More than 40 confidential spreadsheets containing the pre-employment drug test results of hundreds of graduate paramedics were posted on the Ambulance Victoria intranet, according to the Victorian Ambulance Union.

Ambulance Victoria said it would provide wellbeing support to staff whose drug and alcohol test results had been caught up in the privacy breach.Credit: Wayne Taylor

The data included the names of graduates, the dates of their tests, whether their test results were positive or negative and the types of drugs detected in their system.

The union’s secretary, Danny Hill, said the serious privacy breach was accidentally discovered by union officials on Thursday while they were searching for an Ambulance Victoria policy on the staff portal.

“We couldn’t believe what we were looking at,” he said.

“It looks clumsy, incompetent, and it’s going to be hard for people to have faith that their information will be kept confidential.”

Hill said the union would be assisting members with their legal options and a number of distressed paramedics had already been in contact to find out if they were caught up in the breach, which involved test results from May 2017 to October 2018.

Victorian Ambulance Union secretary Danny Hill said a number of paramedics had already been in touch after the privacy breach was discovered.

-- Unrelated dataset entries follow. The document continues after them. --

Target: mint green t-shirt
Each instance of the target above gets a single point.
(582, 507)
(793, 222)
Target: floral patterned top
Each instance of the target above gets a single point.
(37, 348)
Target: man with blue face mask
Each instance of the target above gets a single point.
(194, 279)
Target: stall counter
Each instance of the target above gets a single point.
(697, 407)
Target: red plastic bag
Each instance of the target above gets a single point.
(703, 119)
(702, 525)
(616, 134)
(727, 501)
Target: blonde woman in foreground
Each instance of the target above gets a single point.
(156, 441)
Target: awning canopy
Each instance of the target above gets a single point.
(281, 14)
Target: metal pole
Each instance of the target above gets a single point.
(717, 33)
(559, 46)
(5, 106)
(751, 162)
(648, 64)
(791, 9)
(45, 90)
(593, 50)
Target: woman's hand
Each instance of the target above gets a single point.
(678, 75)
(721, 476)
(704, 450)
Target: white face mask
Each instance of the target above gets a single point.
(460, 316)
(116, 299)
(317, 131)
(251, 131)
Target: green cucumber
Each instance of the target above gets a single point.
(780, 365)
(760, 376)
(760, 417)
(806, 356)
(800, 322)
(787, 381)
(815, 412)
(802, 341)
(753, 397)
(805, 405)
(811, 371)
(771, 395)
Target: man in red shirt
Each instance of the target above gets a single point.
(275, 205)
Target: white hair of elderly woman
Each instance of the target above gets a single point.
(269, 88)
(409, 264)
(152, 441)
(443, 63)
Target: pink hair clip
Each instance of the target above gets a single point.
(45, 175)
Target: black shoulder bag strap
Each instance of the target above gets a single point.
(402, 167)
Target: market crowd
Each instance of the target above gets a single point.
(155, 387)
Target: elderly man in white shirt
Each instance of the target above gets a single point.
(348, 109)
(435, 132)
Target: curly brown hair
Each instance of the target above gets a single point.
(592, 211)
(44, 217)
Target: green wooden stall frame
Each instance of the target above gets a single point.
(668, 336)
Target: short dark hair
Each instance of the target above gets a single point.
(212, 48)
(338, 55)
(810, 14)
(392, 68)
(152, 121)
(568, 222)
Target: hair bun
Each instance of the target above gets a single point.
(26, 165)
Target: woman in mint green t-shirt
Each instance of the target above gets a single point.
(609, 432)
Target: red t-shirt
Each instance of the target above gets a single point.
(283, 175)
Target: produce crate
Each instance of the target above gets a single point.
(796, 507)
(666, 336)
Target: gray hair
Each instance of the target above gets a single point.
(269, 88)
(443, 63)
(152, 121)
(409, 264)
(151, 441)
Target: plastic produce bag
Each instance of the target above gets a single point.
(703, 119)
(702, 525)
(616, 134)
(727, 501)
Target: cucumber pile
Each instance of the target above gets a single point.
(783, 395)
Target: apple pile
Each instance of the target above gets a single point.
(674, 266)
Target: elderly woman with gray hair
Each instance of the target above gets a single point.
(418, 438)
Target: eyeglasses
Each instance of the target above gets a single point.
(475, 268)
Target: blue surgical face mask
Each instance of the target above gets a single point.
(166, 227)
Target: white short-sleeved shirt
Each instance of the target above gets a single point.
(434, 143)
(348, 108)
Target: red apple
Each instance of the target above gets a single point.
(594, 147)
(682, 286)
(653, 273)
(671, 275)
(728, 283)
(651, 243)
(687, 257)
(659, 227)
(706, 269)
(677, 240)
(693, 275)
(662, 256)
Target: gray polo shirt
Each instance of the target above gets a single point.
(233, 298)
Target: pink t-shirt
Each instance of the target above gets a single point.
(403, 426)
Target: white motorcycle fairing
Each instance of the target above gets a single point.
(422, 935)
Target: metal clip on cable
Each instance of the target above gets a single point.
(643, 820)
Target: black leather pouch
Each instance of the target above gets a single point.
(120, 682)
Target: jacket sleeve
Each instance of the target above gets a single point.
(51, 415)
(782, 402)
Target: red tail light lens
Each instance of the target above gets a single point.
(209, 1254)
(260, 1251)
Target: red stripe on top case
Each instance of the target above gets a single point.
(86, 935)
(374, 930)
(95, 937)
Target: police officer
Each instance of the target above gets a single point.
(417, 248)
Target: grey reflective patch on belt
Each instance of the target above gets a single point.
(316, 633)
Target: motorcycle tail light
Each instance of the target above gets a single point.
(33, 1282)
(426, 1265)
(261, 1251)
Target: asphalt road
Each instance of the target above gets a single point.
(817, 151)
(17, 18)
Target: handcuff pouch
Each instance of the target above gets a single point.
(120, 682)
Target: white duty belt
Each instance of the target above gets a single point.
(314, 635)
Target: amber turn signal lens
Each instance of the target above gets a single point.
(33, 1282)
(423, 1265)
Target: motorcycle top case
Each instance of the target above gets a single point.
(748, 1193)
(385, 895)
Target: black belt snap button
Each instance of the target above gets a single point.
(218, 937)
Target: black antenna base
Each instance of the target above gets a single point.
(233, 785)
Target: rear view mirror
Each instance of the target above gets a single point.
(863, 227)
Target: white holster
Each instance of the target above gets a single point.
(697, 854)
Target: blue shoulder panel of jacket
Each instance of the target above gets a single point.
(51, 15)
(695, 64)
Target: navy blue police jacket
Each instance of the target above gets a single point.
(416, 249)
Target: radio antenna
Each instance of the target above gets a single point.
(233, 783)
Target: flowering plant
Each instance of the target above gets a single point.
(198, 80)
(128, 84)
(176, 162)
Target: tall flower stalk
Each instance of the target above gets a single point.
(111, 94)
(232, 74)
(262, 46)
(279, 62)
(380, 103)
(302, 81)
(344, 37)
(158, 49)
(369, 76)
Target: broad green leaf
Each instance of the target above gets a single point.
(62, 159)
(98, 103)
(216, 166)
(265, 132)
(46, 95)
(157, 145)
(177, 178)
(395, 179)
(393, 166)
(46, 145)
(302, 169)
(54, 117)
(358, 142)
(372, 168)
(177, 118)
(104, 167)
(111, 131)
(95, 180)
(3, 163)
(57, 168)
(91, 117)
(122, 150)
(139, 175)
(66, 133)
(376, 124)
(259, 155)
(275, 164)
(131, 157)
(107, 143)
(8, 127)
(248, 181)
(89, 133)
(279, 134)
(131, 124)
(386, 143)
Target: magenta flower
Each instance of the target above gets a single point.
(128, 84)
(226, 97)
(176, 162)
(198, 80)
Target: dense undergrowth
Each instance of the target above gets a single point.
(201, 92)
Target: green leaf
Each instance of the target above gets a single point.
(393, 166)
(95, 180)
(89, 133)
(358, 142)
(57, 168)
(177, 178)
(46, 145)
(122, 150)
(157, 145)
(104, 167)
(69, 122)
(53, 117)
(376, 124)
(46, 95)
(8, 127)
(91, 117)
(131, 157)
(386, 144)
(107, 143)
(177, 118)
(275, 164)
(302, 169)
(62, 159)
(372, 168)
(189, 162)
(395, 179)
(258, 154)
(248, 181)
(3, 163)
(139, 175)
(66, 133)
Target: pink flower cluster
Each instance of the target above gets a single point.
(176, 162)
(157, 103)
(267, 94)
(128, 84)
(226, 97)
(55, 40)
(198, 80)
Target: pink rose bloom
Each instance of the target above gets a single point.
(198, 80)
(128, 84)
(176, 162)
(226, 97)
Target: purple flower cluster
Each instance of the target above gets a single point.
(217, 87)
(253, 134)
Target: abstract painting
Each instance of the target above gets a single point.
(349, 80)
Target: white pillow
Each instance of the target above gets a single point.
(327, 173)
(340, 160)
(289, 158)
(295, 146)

“Members want to know what their rights are,” he said. “If they have a case we will help them with that.”

Ambulance Victoria employees are routinely tested for alcohol, illicit drugs and medication stored on ambulances such as fentanyl and morphine.

While illicit drugs are banned, Hill said there were legitimate reasons why a test might return a positive result. For instance, someone might test positive for amphetamines if they are on medication for attention deficit hyperactivity disorder.

All graduate paramedics must undergo pre-employment drug and alcohol screenings.

Hill said Ambulance Victoria immediately removed the spreadsheets after the union notified it of the breach.

He said the incident would cause “enormous distress and potential embarrassment” to employees whose private information had been published.

“They have gone to their employer for a confidential test and it has been sprawled on the intranet,” he said.

He’s also concerned about the impact it will have on employees who have drug and alcohol issues and want to be forthcoming with their employer.

The union has requested that Ambulance Victoria inform affected current and past employees of the breach, report the incident to the Office of the Victorian Information Commissioner and pause alcohol and drug screenings until there are no possibilities of further data leaks.

An Ambulance Victoria spokeswoman said the organisation had removed the documents and undertaken an audit to determine who had accessed them.

“The documents were not directly accessible to anyone outside of the organisation,” she said.

“We take privacy very seriously and acknowledge the distress that this may cause. Those affected are being notified and will be provided wellbeing support.”

The Office of the Victorian Information Commissioner was contacted for comment.